The current implementation doesn't allow creating a system with coordinates which are not Unitful. The issue with doing this is that it would be very hard to work with the rest of the Julia ecosystem where Unitful compatibility is not always assured. As an example, I will point out this PR: https://github.com/JuliaStats/Distances.jl/pull/229#issue-1024837367 I submitted while using its pairwise() function to compute the "distance matrix" of a SimpleSystem by giving Uniful coordinates as input. While it was easy to fix this issue by submitting a pull request to it, this might not always be the case.

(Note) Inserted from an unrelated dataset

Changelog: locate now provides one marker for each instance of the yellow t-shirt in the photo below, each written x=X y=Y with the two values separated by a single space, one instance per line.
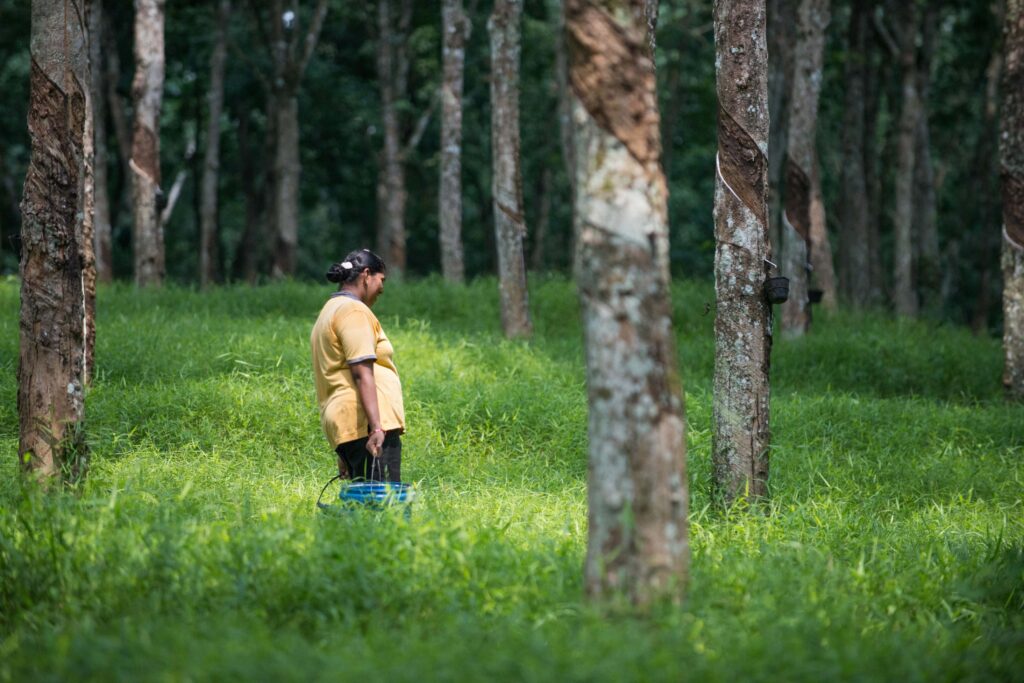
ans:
x=348 y=332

While I understand that having Unitful coordinates would be helpful for having a default interface for package developers using this package for various MD/DFT packages, enforcing them would be annoying for the users of this package due to less compatibility with many other packages in the Julia ecosystem which don't take care of Unitful coordinates. Having compatibility with these packages would help in the analysis of simulations or in extracting useful quantities from structures.

So I suggest that instead of enforcing them, a better way would be to have all the exported functions be Unitful by default but also allow the use of non Unitful coordinates when needed, instead of disallowing it completely. I have submitted a PR (#16) in line with this, which can be merged if decided in favor of this (or not).

jgreener64 commented 2 years ago

The issue with doing this is that it would be very hard to work with the rest of the Julia ecosystem where Unitful compatibility is not always assured.

But can't people run ustrip on the output of a function before putting it into packages that are not Unitful compatible? I appreciate this may mean taking on Unitful as a direct dependency but to me that is a price worth paying to be able to guarantee that position and velocity return things with built-in physical meaning.

It's good to hear more input on this topic, and hopefully other people will weigh in once we publicise the repo more.

rashidrafeek commented 2 years ago

But can't people run ustrip on the output of a function before putting it into packages that are not Unitful compatible?

Yes. With the downside of having to import Unitful for any small operation, as you say.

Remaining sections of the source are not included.